Synchronize with batch size

View: New views
4 Messages — Rating Filter:   Alert me  

Synchronize with batch size

by Allan Frank-2 :: Rate this Message:

Reply to Author | View Threaded | Show Only this Message

Hi

Let me first say great work on the jets3t package; loads of
functionality that allows me to use S3 without much work.

I wanted to discuss/ask something with the synchronize program that I
discovered while using it to backup my files to S3. I have 10000+ files
that needs to be synchronized to S3, so I setup synchronize to do this
to a bucket in S3. When run, it starts to first crypt all 10000+ files
(which takes ages and same amount of diskspace) - this is already listed
in the documentation, so no surprise there, but I wanted to see if the
situation could be improved. I looked in the sourcecode and modified
synchronize to upload the files in batches of n files. This solves the
waiting issue - files are uploaded as soon as n files are crypted, but
not the diskspace problem as the JVMs option of deleting the temporary
file on JVM exit is used. I have looked for a way to clean up the files
after uploading, but the temporary file is hard to get at because of all
the nested stream objects.

I have included my patch here - it uses a property to allow the user to
specify the upload batch size.
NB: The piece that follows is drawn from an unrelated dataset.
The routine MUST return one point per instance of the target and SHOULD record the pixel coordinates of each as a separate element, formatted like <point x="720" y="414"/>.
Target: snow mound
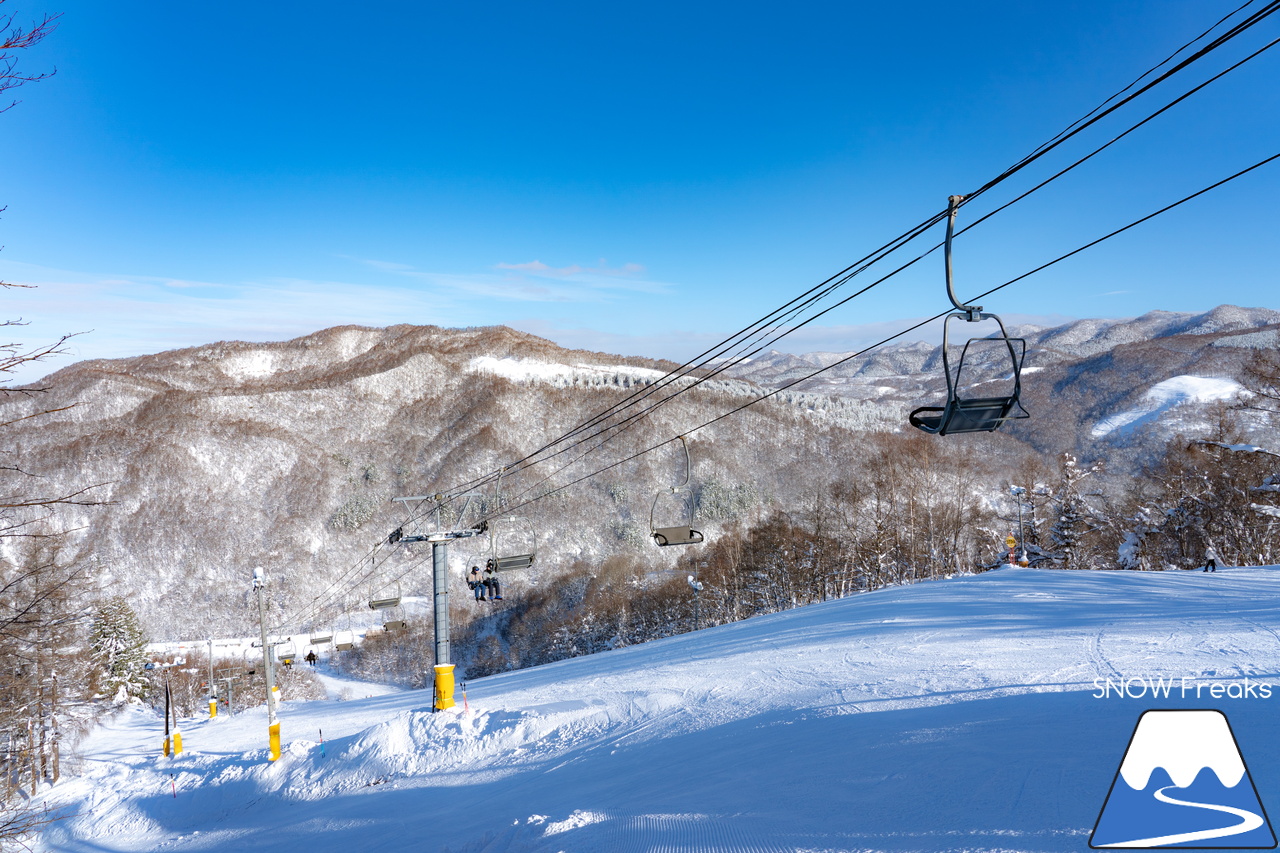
<point x="1165" y="396"/>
I realize that the problem is smaller on
the initial upload as all files need to be uploaded, but I think running
synchronize on large amount of files is something to optimize for - what
do you say?

Also, I'd like to have some pointers towards how cleaning the temporary
files could be done - my only idea is to save the temporary file name in
the s3object and then deleting that file in a cleanup() method.

Again, thanks for the good work,

/Allan



---------------------------------------------------------------------
To unsubscribe, e-mail: dev-unsubscribe@...
For additional commands, e-mail: dev-help@...


Re: Synchronize with batch size

by James Murty-3 :: Rate this Message:

Reply to Author | View Threaded | Show Only this Message

Hi Allan,

Thanks for your recommendations, and in particular the patch you provided.

I have just committed changes to Synchronize based on your patch, such that file uploads that involve data transformation (ie. compression or encryption) are batched. This means that the transformation action and upload task will be performed in batches, with the size of the batches set by 'upload.transformed-files-batch-size' in synchronize.properties.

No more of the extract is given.